080130selfportrait_026a.jpg By Michael Keller in Photography
Published: Tuesday, 06 May 08 - 12:45 PM (GMT -05:00)
Last Updated: Tuesday, 06 May 08 - 12:57 PM (GMT -05:00)

Salzburg, Austria

It's been awhile since I actually put together a set of photos for an exhibit, and I had forgotten how much work is involved. As usual, you think if you plan it out right, you can get everything done on schedule. As usual, you're wrong.
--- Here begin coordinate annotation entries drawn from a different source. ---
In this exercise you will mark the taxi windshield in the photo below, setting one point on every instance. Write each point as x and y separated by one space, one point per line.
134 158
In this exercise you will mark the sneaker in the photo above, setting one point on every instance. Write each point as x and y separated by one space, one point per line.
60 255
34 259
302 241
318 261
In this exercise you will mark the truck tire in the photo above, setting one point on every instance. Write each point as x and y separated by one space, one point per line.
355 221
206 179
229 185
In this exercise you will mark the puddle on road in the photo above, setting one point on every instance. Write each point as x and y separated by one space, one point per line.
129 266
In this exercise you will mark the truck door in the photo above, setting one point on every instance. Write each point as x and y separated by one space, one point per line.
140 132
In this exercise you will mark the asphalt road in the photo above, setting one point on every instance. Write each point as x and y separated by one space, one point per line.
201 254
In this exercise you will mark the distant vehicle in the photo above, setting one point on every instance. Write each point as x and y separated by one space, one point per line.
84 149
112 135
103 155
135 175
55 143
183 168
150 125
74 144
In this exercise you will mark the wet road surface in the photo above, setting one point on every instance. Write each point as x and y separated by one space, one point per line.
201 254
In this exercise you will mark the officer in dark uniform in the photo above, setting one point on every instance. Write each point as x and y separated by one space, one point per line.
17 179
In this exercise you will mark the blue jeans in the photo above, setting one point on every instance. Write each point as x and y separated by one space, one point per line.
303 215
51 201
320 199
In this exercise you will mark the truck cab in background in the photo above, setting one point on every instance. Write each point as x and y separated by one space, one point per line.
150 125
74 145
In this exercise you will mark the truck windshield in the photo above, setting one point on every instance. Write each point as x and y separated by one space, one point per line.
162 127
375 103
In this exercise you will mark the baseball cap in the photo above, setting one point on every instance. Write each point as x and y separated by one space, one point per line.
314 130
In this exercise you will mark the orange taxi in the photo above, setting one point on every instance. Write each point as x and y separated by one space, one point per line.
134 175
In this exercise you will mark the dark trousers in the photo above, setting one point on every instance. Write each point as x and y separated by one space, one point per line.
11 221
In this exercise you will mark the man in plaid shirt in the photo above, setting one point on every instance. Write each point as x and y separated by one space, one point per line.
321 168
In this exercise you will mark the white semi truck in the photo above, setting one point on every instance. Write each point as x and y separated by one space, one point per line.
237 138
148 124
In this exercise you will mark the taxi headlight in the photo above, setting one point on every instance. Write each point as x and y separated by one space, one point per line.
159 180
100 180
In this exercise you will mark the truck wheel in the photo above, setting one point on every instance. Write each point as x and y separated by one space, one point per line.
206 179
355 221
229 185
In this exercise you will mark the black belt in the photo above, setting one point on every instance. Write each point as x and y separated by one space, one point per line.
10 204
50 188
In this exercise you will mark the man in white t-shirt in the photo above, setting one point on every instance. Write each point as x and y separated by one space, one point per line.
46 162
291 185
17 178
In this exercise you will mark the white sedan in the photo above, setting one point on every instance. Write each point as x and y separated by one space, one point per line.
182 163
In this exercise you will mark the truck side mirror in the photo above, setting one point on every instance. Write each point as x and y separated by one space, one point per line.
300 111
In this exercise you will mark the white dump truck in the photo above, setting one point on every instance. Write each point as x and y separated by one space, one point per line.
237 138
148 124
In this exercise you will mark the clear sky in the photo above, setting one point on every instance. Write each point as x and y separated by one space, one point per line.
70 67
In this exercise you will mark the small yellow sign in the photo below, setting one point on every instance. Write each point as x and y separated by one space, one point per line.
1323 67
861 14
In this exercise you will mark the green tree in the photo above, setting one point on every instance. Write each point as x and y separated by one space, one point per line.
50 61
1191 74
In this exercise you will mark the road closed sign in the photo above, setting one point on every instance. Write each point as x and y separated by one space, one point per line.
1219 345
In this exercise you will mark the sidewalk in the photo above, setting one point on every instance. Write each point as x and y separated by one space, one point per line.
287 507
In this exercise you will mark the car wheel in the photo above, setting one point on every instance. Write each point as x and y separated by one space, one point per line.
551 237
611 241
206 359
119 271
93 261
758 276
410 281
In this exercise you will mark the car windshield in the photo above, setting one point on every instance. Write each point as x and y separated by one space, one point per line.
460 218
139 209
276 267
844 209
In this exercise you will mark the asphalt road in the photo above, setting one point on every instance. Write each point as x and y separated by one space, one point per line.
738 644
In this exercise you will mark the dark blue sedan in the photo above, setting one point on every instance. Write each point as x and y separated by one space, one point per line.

First, selecting images is a real pain. You get a bunch of pictures you like, and realize they don't go together. Maybe you've been working on a project and you're exhibiting your project, but I photograph anything I find interesting, which makes for a great deal of randomness. That can be OK, but in this case I'm exhibiting with another person, so I have a responsibility to fit in, sorta. Often you don't even know what the images look like until they're printed (you can't decide on a computer screen), and then you have to select sizes and, in the case of digital inkjet printing, papers.

So you spend a few days deciding, then you have to make final prints if you don't already have those. In the meantime, you have to order frames and glass (based on the image sizes you decided on before you actually printed the pictures), and then you cut mats. You think "I can assemble all the frames tonight," but of course Murphy points out a flaw in one of your prints requiring reprinting.

If you frame yourself, you're surprised at how hard it is to get supplies for an actual exhibit. Even the art supply store in town is geared to selling a packet of wire and screws to hang one piece, not ten. Brown paper for the back? K-Mart, not the art store.

In the end it comes together, just like that college term paper, sometime in the wee hours of the day of your deadline. It's almost a relief to turn the work over to someone else to hang.